Попугаи-полиглоты, или Диалектная драма на жердочке

Когда Рустам увидел это объявление на «Авито», он решил, что кто-то явно перебрал с чак-чаком. Сто тысяч рублей за двух говорящих попугаев? Да он за эти деньги мог купить целую птицефабрику! Но потом прочитал описание ещё раз и понял — это судьба.

Дело в том, что Рустам всю жизнь мечтал о домашнем питомце, который бы понимал его культурные переживания. Кот Мурзик только мяукал и требовал корм, собака Акбай лаяла на всех подряд, а хомяк Булат просто спал. Никто из них не мог оценить ни одной шутки про то, как татарин в Москве объясняет, что он не из Татарстана, а из Башкортостана, но всё равно татарин.

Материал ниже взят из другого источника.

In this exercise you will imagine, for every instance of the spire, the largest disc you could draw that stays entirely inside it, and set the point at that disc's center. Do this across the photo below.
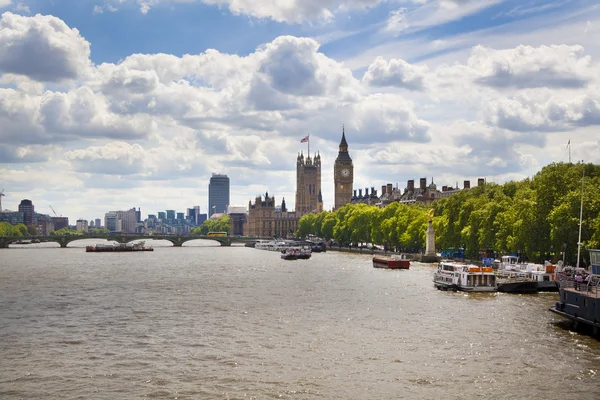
(343, 142)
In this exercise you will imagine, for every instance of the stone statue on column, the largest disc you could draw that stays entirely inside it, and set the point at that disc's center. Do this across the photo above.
(430, 237)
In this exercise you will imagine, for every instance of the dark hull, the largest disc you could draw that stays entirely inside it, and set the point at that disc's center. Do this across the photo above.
(382, 262)
(115, 250)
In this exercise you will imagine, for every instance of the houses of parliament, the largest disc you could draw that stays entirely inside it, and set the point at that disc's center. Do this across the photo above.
(265, 219)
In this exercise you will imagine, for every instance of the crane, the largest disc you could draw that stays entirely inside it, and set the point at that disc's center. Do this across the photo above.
(55, 214)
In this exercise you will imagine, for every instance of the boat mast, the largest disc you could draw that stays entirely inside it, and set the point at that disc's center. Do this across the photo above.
(580, 218)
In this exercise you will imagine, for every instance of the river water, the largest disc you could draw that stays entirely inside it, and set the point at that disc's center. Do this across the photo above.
(205, 322)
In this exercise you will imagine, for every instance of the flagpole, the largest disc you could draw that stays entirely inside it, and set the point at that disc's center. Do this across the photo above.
(580, 216)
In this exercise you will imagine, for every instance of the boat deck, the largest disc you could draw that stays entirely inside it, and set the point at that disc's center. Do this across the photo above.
(594, 293)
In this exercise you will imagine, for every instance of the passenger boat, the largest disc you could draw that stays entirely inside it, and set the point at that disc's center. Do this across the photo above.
(296, 253)
(540, 276)
(123, 247)
(391, 262)
(274, 245)
(464, 277)
(579, 292)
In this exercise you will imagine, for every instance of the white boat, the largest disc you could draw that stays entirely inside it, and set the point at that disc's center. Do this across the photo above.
(453, 275)
(274, 245)
(296, 253)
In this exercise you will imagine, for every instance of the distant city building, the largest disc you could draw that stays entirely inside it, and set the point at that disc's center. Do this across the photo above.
(171, 215)
(12, 217)
(218, 194)
(193, 215)
(343, 175)
(238, 218)
(26, 207)
(60, 222)
(264, 220)
(308, 184)
(366, 198)
(424, 193)
(82, 225)
(110, 221)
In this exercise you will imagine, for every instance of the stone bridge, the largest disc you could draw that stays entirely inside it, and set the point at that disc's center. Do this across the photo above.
(177, 240)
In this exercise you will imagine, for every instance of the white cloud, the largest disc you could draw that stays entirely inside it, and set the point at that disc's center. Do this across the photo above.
(291, 11)
(526, 66)
(42, 48)
(395, 72)
(545, 110)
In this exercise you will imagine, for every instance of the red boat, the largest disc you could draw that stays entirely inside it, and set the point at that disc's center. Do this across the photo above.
(391, 262)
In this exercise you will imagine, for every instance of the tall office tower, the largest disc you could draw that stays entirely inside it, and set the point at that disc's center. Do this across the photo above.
(193, 215)
(218, 194)
(343, 175)
(308, 185)
(26, 207)
(171, 215)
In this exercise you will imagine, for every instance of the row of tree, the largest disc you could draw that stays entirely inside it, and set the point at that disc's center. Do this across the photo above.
(211, 225)
(7, 229)
(538, 217)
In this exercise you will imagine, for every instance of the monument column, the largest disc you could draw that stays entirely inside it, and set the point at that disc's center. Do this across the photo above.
(430, 238)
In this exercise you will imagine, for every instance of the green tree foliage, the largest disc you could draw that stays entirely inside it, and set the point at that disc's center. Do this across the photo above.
(65, 232)
(223, 224)
(538, 217)
(7, 229)
(99, 231)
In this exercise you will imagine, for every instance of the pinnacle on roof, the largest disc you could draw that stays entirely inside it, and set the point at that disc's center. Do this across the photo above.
(343, 142)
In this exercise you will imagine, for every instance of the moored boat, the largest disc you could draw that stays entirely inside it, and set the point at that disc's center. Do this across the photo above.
(296, 253)
(391, 262)
(464, 277)
(579, 292)
(113, 248)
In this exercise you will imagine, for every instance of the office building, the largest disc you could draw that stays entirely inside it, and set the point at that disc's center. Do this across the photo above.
(82, 225)
(26, 207)
(218, 194)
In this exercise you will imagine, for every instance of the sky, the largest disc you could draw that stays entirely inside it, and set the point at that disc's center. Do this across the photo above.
(112, 104)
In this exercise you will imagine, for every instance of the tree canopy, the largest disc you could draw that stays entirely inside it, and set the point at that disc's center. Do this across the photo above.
(538, 217)
(211, 225)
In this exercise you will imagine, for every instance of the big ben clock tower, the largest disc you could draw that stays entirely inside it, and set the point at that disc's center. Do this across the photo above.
(343, 175)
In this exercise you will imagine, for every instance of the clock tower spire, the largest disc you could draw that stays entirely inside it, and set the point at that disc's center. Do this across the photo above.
(343, 174)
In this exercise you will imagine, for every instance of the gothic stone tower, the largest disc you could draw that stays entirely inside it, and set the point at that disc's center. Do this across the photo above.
(308, 184)
(343, 175)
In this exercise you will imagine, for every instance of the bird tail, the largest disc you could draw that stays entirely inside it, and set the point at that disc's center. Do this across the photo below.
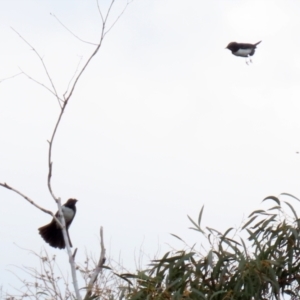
(52, 234)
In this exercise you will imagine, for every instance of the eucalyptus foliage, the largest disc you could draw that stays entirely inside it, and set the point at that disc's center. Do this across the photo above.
(264, 265)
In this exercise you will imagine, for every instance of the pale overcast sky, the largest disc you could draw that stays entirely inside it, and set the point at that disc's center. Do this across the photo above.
(163, 121)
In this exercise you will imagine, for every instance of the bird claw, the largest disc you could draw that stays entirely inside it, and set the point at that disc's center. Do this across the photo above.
(249, 61)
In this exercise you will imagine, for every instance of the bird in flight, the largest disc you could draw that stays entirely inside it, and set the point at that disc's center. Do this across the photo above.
(52, 233)
(243, 50)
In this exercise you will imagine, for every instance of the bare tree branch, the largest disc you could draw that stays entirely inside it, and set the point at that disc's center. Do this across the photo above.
(42, 61)
(77, 37)
(63, 104)
(13, 76)
(44, 86)
(5, 185)
(98, 269)
(73, 77)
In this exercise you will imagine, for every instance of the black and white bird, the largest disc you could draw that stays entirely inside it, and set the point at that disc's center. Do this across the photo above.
(52, 233)
(242, 49)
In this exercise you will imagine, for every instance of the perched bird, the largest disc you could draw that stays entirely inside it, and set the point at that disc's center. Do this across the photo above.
(240, 49)
(52, 233)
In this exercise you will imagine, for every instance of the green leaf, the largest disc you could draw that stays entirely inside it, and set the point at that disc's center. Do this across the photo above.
(287, 194)
(292, 209)
(200, 216)
(272, 198)
(250, 221)
(177, 237)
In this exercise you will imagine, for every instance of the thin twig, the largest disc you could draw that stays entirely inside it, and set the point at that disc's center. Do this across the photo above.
(5, 185)
(53, 15)
(117, 19)
(42, 61)
(44, 86)
(13, 76)
(73, 76)
(98, 268)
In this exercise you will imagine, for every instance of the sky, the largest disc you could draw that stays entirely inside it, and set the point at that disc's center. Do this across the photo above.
(163, 121)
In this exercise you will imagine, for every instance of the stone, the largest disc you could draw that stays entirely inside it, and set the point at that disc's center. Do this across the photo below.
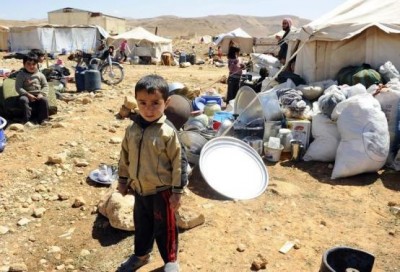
(241, 247)
(118, 209)
(38, 212)
(84, 252)
(18, 267)
(57, 158)
(78, 202)
(23, 221)
(54, 249)
(16, 127)
(3, 229)
(115, 140)
(81, 163)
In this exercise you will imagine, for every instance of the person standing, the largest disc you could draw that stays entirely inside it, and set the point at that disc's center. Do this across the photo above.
(235, 66)
(283, 41)
(122, 50)
(154, 165)
(219, 52)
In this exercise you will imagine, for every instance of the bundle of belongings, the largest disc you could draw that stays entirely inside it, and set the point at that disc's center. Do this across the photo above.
(354, 118)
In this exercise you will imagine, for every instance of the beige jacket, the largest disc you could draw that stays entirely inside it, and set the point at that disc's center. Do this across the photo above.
(153, 159)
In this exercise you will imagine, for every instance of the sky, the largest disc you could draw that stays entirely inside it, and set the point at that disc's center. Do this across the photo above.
(37, 9)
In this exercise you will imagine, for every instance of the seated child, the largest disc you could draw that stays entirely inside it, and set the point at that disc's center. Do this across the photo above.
(33, 88)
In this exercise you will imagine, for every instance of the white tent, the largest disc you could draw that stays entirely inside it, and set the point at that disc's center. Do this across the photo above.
(4, 33)
(54, 38)
(143, 43)
(356, 32)
(238, 36)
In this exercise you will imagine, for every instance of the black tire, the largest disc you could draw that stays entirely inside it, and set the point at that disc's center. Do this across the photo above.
(113, 74)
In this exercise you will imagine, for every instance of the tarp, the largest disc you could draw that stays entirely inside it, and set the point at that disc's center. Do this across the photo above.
(142, 43)
(238, 36)
(54, 38)
(4, 33)
(356, 32)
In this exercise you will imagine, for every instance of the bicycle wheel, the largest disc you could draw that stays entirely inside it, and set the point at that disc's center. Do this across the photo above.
(112, 74)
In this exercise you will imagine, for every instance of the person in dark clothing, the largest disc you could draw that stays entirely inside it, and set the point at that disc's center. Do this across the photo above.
(32, 87)
(235, 66)
(282, 42)
(153, 164)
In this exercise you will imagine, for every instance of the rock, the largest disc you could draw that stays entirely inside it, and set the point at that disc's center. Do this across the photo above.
(78, 202)
(57, 158)
(259, 263)
(118, 209)
(124, 112)
(84, 252)
(36, 197)
(60, 267)
(130, 102)
(23, 221)
(81, 163)
(63, 196)
(395, 210)
(38, 212)
(115, 140)
(86, 100)
(241, 247)
(3, 229)
(18, 267)
(54, 249)
(16, 127)
(189, 223)
(59, 125)
(285, 188)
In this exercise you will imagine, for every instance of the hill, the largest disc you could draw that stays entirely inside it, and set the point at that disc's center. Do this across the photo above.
(178, 27)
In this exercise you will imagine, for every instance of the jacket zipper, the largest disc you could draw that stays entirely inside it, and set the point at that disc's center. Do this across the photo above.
(138, 161)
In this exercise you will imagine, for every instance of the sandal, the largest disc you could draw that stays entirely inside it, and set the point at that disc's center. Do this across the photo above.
(133, 263)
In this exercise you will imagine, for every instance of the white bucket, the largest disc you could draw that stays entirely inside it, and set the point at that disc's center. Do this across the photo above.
(272, 154)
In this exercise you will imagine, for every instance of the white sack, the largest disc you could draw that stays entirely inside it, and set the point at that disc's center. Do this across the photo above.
(388, 71)
(363, 129)
(390, 104)
(326, 140)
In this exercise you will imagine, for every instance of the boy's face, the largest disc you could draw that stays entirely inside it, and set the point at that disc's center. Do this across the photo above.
(30, 66)
(151, 106)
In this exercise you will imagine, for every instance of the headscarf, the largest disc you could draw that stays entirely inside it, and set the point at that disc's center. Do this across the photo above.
(289, 21)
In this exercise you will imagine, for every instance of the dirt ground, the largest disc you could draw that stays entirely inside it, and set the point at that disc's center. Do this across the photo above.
(301, 202)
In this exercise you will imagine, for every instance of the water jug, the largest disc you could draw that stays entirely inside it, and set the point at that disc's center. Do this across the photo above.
(80, 78)
(92, 80)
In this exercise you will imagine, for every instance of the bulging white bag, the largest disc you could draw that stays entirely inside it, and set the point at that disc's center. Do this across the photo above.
(326, 139)
(364, 144)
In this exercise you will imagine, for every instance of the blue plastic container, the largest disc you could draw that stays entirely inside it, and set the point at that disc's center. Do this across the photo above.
(212, 97)
(3, 139)
(92, 80)
(80, 78)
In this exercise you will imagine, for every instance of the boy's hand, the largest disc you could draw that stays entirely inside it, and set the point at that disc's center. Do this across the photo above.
(31, 97)
(175, 201)
(122, 188)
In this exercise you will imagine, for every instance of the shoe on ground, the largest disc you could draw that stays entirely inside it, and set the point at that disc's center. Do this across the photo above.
(171, 267)
(133, 263)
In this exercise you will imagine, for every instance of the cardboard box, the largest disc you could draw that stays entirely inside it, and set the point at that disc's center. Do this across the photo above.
(301, 130)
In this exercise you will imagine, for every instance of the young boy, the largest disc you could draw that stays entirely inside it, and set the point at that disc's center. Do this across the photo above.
(33, 88)
(153, 163)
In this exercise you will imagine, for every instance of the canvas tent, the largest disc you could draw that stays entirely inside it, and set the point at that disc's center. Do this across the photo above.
(55, 38)
(143, 43)
(4, 33)
(239, 36)
(356, 32)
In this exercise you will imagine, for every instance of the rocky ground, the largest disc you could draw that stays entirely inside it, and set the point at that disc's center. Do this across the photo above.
(49, 219)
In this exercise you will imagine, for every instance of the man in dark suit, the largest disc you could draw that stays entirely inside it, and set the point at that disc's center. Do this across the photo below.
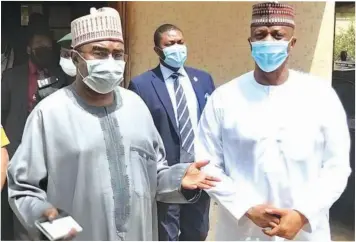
(19, 86)
(176, 96)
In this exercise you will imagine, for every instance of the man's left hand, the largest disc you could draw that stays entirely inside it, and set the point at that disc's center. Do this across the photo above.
(291, 222)
(196, 179)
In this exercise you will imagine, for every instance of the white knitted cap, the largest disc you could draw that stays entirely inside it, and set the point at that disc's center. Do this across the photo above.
(101, 24)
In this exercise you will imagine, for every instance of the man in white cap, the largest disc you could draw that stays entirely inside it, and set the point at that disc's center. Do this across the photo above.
(278, 139)
(91, 149)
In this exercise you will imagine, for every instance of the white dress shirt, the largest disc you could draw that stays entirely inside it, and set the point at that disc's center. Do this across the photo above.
(188, 91)
(285, 145)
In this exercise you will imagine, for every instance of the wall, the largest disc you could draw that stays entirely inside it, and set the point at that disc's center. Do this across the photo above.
(216, 34)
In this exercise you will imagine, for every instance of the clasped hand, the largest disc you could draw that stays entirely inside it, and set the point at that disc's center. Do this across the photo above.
(285, 223)
(194, 178)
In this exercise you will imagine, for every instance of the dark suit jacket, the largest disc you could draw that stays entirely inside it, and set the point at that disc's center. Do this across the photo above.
(150, 86)
(14, 102)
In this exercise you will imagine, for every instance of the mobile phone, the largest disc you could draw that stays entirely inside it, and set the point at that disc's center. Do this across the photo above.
(58, 228)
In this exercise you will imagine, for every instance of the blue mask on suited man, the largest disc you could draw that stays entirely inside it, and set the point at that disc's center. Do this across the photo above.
(175, 55)
(269, 55)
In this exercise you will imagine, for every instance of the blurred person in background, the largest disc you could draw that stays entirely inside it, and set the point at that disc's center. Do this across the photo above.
(176, 95)
(48, 86)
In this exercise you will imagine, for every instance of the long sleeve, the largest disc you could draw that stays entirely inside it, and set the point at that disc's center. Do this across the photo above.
(236, 198)
(26, 170)
(320, 196)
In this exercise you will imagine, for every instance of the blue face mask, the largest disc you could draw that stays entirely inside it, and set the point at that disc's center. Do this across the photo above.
(175, 55)
(269, 55)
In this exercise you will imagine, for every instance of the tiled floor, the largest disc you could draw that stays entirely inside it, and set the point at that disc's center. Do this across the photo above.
(339, 231)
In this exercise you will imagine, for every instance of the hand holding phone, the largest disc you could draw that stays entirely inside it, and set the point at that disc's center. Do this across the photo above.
(58, 225)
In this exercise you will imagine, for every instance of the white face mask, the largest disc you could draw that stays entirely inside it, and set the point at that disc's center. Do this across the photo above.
(68, 66)
(104, 75)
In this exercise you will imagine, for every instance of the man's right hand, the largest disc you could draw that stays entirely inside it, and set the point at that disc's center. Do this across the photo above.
(260, 217)
(51, 214)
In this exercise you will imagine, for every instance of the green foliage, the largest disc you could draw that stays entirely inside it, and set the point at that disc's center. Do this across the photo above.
(345, 40)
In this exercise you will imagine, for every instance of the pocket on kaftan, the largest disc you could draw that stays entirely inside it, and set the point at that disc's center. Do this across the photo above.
(144, 172)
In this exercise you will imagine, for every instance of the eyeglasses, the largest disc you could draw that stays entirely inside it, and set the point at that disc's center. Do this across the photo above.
(102, 54)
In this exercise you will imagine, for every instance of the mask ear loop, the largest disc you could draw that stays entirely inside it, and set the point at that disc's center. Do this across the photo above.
(81, 75)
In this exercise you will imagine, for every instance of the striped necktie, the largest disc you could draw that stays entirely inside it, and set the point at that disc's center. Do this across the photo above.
(184, 122)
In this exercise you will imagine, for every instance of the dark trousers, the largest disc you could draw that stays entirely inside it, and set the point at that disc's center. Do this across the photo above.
(192, 220)
(7, 217)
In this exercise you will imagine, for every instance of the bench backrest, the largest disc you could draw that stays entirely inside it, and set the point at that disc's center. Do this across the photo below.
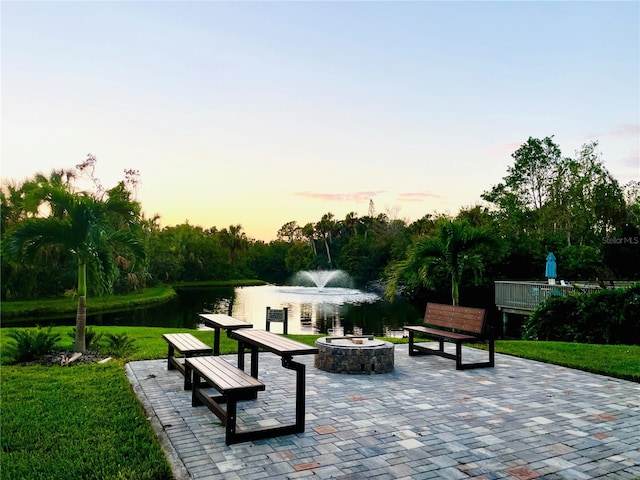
(466, 319)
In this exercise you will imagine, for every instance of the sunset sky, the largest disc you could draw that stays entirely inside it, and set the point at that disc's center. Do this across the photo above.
(259, 113)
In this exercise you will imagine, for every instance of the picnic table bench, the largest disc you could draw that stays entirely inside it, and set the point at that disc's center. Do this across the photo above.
(455, 324)
(187, 345)
(256, 340)
(225, 322)
(233, 385)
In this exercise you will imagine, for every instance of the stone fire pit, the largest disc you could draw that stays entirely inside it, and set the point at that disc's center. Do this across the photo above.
(356, 355)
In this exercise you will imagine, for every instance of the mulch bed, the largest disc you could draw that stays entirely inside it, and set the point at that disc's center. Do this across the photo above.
(60, 357)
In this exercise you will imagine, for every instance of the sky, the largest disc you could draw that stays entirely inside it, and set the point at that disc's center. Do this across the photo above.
(260, 113)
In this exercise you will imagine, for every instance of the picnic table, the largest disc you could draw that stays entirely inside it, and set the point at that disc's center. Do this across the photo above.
(219, 322)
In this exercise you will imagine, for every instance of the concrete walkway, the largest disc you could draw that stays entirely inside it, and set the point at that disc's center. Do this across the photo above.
(520, 420)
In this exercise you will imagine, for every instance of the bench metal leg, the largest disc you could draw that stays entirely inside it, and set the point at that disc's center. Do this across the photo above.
(170, 354)
(216, 342)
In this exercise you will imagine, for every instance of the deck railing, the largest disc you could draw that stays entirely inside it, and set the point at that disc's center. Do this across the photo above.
(524, 297)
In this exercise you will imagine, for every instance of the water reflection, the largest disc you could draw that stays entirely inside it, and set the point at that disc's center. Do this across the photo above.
(311, 310)
(318, 310)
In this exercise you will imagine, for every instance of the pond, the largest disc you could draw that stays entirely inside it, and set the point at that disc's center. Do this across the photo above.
(320, 302)
(311, 310)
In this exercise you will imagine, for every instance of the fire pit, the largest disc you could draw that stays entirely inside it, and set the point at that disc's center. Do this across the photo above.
(357, 355)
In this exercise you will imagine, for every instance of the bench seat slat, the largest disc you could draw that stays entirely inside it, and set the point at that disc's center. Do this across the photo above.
(185, 342)
(440, 333)
(224, 376)
(275, 343)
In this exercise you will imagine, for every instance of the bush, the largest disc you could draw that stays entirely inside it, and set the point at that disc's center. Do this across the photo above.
(32, 344)
(605, 316)
(120, 345)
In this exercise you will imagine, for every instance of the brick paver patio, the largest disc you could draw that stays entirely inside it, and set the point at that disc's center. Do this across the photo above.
(425, 420)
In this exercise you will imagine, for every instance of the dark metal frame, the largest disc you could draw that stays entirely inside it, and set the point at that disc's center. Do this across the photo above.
(443, 336)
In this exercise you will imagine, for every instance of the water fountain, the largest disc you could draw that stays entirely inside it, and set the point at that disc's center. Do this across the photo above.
(322, 278)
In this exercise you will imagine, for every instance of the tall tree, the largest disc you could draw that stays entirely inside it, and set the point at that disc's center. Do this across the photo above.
(95, 231)
(450, 253)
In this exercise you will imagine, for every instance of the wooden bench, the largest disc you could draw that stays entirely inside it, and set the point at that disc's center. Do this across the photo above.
(448, 323)
(187, 345)
(233, 385)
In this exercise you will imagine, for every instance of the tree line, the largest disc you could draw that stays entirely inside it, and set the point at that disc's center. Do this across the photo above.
(54, 236)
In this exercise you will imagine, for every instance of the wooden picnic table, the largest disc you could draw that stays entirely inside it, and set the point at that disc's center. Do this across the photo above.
(219, 322)
(255, 340)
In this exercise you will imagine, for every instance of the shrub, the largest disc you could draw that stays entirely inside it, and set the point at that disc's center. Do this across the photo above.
(32, 344)
(120, 345)
(555, 319)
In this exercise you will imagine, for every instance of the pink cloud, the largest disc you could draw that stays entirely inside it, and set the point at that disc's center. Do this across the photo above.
(506, 148)
(415, 197)
(339, 197)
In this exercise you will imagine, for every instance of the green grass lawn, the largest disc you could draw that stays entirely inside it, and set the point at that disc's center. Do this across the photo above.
(84, 421)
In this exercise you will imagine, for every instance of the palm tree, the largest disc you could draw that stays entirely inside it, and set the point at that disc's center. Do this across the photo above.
(450, 252)
(95, 231)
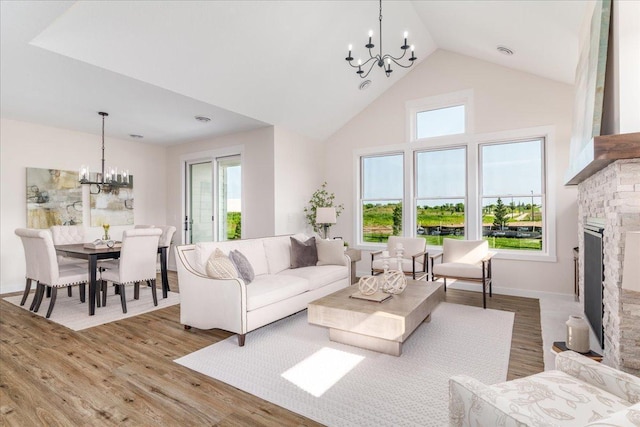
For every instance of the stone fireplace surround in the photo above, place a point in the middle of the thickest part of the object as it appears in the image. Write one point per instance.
(612, 194)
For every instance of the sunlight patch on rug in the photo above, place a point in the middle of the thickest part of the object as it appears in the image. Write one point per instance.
(378, 390)
(320, 371)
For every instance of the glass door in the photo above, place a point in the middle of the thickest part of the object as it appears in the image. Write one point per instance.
(229, 198)
(213, 206)
(199, 203)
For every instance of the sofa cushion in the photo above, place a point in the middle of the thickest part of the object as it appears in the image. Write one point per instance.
(219, 266)
(268, 289)
(553, 397)
(318, 276)
(242, 264)
(303, 254)
(278, 250)
(330, 252)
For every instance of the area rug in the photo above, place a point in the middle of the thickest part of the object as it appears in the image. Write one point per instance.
(294, 365)
(73, 314)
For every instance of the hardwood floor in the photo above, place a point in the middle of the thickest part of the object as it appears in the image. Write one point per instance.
(123, 373)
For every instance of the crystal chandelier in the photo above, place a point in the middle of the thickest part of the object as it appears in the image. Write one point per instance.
(109, 177)
(383, 61)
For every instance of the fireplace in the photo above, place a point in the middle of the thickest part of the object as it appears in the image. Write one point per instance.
(594, 276)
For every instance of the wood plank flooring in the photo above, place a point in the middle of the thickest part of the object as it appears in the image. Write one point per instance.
(123, 373)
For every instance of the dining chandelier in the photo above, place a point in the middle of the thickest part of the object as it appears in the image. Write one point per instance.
(108, 177)
(383, 61)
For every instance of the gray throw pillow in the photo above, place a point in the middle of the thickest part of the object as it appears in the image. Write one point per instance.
(303, 254)
(245, 270)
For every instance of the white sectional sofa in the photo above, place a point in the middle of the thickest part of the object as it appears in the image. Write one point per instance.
(276, 291)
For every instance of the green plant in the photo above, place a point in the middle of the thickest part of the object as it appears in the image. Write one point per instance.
(321, 198)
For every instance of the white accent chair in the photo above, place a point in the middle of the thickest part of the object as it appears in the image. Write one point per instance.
(414, 257)
(466, 260)
(580, 392)
(50, 274)
(137, 263)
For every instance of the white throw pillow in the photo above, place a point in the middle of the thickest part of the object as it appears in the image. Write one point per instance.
(219, 266)
(330, 252)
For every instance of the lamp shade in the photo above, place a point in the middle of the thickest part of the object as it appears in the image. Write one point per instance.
(631, 268)
(326, 215)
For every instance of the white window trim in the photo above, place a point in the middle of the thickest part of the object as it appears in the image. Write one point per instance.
(463, 97)
(473, 222)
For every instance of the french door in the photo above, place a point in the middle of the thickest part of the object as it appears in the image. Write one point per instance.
(213, 210)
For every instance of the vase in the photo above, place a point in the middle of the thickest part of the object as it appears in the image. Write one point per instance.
(578, 334)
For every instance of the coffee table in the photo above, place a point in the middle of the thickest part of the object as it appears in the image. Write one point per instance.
(378, 326)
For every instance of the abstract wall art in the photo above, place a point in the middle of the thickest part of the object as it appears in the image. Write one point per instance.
(54, 197)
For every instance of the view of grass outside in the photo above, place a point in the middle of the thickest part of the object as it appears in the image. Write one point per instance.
(509, 226)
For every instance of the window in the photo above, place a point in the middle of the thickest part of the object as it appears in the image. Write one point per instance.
(512, 194)
(440, 194)
(382, 191)
(440, 122)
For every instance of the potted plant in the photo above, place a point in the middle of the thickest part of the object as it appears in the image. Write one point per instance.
(321, 198)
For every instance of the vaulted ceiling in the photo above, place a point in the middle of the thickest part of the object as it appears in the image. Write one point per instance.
(155, 65)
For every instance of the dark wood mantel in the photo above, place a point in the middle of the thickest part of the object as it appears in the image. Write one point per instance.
(606, 150)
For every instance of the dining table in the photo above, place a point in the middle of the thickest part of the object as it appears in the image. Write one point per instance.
(92, 255)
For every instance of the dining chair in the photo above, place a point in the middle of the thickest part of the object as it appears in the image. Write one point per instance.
(465, 260)
(50, 274)
(68, 235)
(137, 263)
(27, 236)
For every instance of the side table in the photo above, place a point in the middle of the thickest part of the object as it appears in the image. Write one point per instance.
(355, 255)
(560, 346)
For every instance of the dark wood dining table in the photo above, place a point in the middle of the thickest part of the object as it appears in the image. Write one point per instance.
(93, 255)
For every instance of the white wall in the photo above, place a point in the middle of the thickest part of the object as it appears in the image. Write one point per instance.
(504, 100)
(257, 175)
(298, 172)
(25, 145)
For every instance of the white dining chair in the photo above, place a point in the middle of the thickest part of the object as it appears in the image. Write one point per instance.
(50, 274)
(137, 263)
(28, 236)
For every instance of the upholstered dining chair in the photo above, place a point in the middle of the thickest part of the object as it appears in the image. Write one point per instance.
(414, 256)
(49, 274)
(137, 263)
(28, 236)
(466, 260)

— Алло, а птички ещё актуальны? — позвонил он по номеру.

— Актуальны, как проблема сохранения языка малых народов, — ответил мужской голос с заметным акцентом. — Приезжайте смотреть.


Хозяина попугаев звали Ринат Галимович, и жил он в обычной двушке на окраине Казани. Квартира встретила Рустама запахом свежезаваренного чая и чего-то сладкого — то ли чак-чак, то ли губадия.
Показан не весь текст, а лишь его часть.